Unilateral PCA is common with much known about its associated signs and symptoms.1
In a study by Yamamoto et al
, aetiological mechanisms leading to PCA infarction included cardiac embolism, cryptogenic embolism, intrinsic PCA disease, vasoconstriction and coagulopathy.2
The aetiology of PCA territory infarction is unknown in more than a quarter of patients3
and no cause was identified in our case. The PCA supplies parts of the midbrain, the hippocampus, the thalamus, the mesial inferior temporal lobe, the occipital and the occipitoparietal cortices. It is also a source of collateral supply for the middle cerebral artery territory.

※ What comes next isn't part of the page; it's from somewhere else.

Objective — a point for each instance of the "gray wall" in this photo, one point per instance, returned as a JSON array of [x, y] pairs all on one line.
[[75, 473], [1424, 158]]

Therefore features of PCA infarction may include visual, memory, sensory, psychological and motor deficits which may be transient or persistent in nature.3
Neau and Bogousslavsky have identified a syndrome of posterior choroidal artery territory infarction (PChA). The PChA originates from the second segment of the PCA.4
There are similarities between our case and Neau and Bogousslavsky's study in which one of 10 patients studied experienced short-term memory dysfunction and five of those 10 patients with PChA infarction had visual field deficits.5
Our case shows similarities to this syndrome.
- Posterior cerebral artery infarction may present with memory and visual field disturbances.
- These disturbances may be persistent in nature.
- The aetiology remains unknown in more than a quarter of cases.